Literature DB >> 30228995

A comprehensive annotation for the root-knot nematode Meloidogyne incognita proteome data.

Vishal Singh Somvanshi¹, Olivia Ghosh^1,2, Roli Budhwar², Bhoomika Dubay¹, Rohit Nandan Shukla², Uma Rao¹.

Abstract

Root-knot nematodes are devastating pathogens of crop plants. The draft genome of southern root-knot nematode Meloidogyne incognita was published in 2008 and additional genome and transcriptome data became available later on. However, lack of a publically available annotation for M. incognita genome and transcriptome(s) limits the use of this data for functional and comparative genomics by the interested researchers. Here we present a comprehensive annotation for the M. incognita proteome data available at INRA Meloidogyne Genomic Resources page (https://meloidogyne.inra.fr/Downloads/Meloidogyne-incognita-V2-2017) and European Nucleotide Archive (ENA) (accession number: ERP009887) using a multi-pronged approach.

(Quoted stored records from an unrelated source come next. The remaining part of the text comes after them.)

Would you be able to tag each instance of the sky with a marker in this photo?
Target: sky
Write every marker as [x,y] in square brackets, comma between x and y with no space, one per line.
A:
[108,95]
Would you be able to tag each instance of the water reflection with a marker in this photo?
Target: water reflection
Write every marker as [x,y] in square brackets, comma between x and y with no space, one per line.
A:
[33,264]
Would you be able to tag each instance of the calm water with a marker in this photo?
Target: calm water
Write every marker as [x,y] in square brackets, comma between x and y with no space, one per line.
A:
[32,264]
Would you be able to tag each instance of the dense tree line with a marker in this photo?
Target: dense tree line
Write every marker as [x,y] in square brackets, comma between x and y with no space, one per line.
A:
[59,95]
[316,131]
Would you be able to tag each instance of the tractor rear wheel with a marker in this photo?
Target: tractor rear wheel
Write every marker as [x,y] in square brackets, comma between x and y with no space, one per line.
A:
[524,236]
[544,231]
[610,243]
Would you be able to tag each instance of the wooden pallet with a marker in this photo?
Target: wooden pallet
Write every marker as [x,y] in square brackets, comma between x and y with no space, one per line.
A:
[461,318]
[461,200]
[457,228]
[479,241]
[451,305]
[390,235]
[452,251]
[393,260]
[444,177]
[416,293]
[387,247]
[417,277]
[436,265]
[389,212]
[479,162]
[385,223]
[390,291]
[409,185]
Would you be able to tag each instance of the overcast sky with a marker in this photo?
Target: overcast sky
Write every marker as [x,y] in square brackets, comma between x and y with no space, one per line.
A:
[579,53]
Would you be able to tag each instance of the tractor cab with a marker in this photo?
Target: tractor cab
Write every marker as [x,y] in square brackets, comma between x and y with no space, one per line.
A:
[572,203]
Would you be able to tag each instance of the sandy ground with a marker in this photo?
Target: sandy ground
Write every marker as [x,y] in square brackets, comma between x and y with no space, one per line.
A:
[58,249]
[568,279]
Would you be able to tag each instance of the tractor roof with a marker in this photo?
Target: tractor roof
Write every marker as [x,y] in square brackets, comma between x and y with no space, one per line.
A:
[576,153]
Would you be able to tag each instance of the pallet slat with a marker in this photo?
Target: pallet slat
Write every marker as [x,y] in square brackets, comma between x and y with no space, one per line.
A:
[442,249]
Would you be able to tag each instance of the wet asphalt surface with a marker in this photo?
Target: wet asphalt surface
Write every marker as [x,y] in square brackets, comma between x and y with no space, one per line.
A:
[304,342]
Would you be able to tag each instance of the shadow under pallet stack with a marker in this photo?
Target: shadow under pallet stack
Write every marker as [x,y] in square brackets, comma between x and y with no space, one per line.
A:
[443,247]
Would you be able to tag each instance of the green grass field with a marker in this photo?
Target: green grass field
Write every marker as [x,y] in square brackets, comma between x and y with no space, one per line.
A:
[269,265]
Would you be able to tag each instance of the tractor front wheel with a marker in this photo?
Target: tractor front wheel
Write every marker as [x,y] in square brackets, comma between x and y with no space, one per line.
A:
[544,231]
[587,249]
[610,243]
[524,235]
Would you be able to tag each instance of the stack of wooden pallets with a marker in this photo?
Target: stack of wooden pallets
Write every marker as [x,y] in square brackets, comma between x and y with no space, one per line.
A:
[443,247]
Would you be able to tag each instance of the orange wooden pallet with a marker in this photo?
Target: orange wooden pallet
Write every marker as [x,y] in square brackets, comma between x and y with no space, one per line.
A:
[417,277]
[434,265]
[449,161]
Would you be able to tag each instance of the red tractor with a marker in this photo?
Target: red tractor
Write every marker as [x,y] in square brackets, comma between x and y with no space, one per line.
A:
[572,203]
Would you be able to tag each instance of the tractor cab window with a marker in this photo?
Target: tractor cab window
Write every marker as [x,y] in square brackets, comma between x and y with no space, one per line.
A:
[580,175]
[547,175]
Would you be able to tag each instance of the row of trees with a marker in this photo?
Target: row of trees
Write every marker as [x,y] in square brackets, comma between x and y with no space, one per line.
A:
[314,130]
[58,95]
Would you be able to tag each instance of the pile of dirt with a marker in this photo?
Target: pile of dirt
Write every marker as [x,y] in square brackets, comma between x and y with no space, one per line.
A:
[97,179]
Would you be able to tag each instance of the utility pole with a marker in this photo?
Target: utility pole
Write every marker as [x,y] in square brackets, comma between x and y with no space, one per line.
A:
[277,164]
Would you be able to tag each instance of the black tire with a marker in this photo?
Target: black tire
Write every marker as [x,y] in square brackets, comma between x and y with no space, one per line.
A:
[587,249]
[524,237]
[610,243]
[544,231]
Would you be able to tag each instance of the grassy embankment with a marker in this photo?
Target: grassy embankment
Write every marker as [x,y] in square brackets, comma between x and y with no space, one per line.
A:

Entities: Chemical Disease Species

Year: 2018 PMID： 30228995 PMCID： PMC6140804 DOI： 10.1016/j.dib.2018.05.131

Source DB: PubMed Journal: Data Brief ISSN： 2352-3409

Specifications Table

Value of the data

Lack of a publically available annotation for Meloidogyne incognita genomic and transcriptomic data is a major limitation for its direct use by the broader scientific community. A comprehensive annotation for the M. incognita proteome is presented using a multi-pronged approach. As compared to the 67.7% of the total proteins annotated by the standard approach using RefSeq database, the multi-pronged approach resulted in annotation of 73% of the proteome. The annotation of M. incognita proteome data can be helpful for a large number of researchers who are using RNA-seq data for understanding the biology of M. incognita for applied purposes. The availability and access of this annotation would help the researchers globally in a manner that they need not assemble their RNA-Seq data to construct transcriptome for various experiments and then annotate it. Instead, the researchers can simply map their RNA-Seq data to the available cDNA using recent tools such as Kallisto, Salmon, Sailfish etc., and use the provided annotation to interpret their experimental findings quickly. Present annotation would save significant time and computing resources required for the assembly and annotation, and allow the researchers to focus on answering the biological questions faster. This would be highly beneficial for development of novel strategies to combat this global pest menace.

Data

The genome of M. incognita was published in 2008 [1]. Later on, additional genome and transcriptome data became available for M. incognita [2], [3]. The annotation data per se is not available in the public databases, thereby limiting the direct use of sequence information by the interested researchers for making sense of their own experiment-specific transcriptome data. The latest genome analysis of M. incognita in 2017 [3] predicted 43,718 proteins. Using a multi-pronged strategy, we performed a comprehensive annotation of these 43,718 proteins (Supplementary information 1). A flowchart showing the summary of annotation methods, and the number of proteins that were annotated by each method is presented in Fig. 1. Using the RefSeq database of C. elegans and Nematoda proteins followed by NCBI-FLINK based annotation for the Gene Ontology (GO), 29,621 proteins could be annotated (Supplementary information 1, Fig. 1). GO:0003824 (catalytic activity; 6763 proteins), GO:0005623 (cell; 10,719 proteins) and GO:0044699 (biological/physiological process; 12,494 proteins) were the most enriched GO terms in the molecular function, cellular components and biological process categories, respectively. The top 10 GO terms enriched under each category are represented in Fig. 2. Characterization of pathways represented in the proteome data using RefSeq and KEGG Automatic Annotation Server (KAAS) revealed that 428 proteins mapped to the pathway ko01110 (biosynthesis of secondary metabolites), 422 proteins mapped to ko03040 (spliceosome) and 401 proteins to ko04141 (protein processing in endoplasmic reticulum) (Fig. 3).

Fig. 1

A summary of the approaches used to annotate Meloidogyne incognita proteome. The number of proteins annotated by each method are also shown.

Fig. 2

The top ten GO terms enriched under the three categories of molecular function, cellular components and biological process in the M. incognita proteins annotated by RefSeq.

Fig. 3

Characterization of pathways represented in the proteome data using RefSeq and KEGG Automatic Annotation Server (KAAS).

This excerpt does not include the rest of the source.